Moving from denunciation to proposals, Francis called for the creation of “institutional expressions of respect, recognition and dialogue with the native peoples, acknowledging and recovering their native cultures, languages, traditions, rights and spirituality,” and “an intercultural dialogue” in which they would be “the principal dialogue partners, especially when large projects affecting your land are proposed.” He insisted that “recognition and dialogue will be the best way to transform relationships whose history is marked by exclusion and discrimination.”

He acknowledged the “promising initiatives” that have arisen among the indigenous communities that advocate that the native peoples themselves be “the guardians of the woodlands.” And he told them, “if, for some, you are viewed as an obstacle or a hindrance, the fact is your lives cry out against a style of life that is oblivious to its own real cost. You are a living memory of the mission that God has entrusted to us all: the protection of our common home.”

He recalled how five centuries ago Saint Turibius had denounced the “great wrongs and acts of coercion” done against these people, but said that sadly the same is happening today. Francis said the prophetic word of those men of faith and of the native people like Hector and Yèsica who had spoken earlier “are the cry of this people, which is often silenced or not allowed to speak.” He said “that prophecy must remain alive in our Church, which will never stop pleading for the outcast and those who suffer.”

He called on the government to make “schooling and education for the native peoples” a “priority and commitment of the state,” but one that “recognizes, respects and integrates their ancestral wisdom” as María Luzmila, a representative of the first peoples had said earlier. Peru’s president was in the audience listening.

Francis encouraged the bishops of the Amazon region “to continue, as they are doing even in the remotest places in the forest, to encourage intercultural and bilingual education in the schools, in institutions of teacher training, and in the universities.” And he praised the efforts of the Amazonian Church in Peru helping the native peoples.

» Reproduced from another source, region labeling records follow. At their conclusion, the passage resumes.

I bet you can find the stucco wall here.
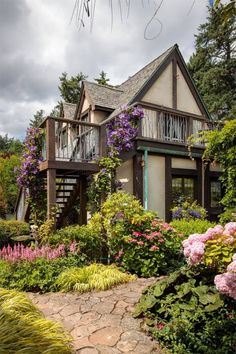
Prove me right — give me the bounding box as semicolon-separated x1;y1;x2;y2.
177;66;201;115
210;163;223;172
142;64;172;108
148;155;165;219
81;97;89;113
90;111;108;123
116;159;133;194
171;157;197;170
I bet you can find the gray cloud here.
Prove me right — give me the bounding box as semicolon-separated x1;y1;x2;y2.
0;0;208;137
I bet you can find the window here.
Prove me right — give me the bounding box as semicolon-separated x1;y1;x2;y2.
164;113;187;143
210;180;222;208
172;177;194;205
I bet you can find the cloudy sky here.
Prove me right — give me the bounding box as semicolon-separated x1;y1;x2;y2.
0;0;208;138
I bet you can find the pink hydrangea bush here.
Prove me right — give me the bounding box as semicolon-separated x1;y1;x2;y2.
182;222;236;300
214;253;236;300
0;242;78;263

He recalled that “many missionaries, men and women, have devoted themselves to your peoples and defended your cultures” and told them “they did so inspired by the Gospel.” And he appealed to them, “do not yield to those attempts to uproot the Catholic faith from your peoples.”

He assured them that “the Church is not alien to your problems and your lives, she does not want to be aloof from your way of life and organization.” On the contrary, “We need the native peoples to shape the culture of the local churches in Amazonia” and “to shape a Church with an Amazonian face, a Church with a native face.” In this spirit, he added, “I have convoked a Synod for Amazonia in 2019” and announced that there would be a pre-synod meeting here so they can give their input.

He concluded by telling them, “I pray for you, for this land blessed by God, and I ask you, please, not to forget to pray for me. Many thanks! 
Tinkunakama (Quechua: Until we meet again).”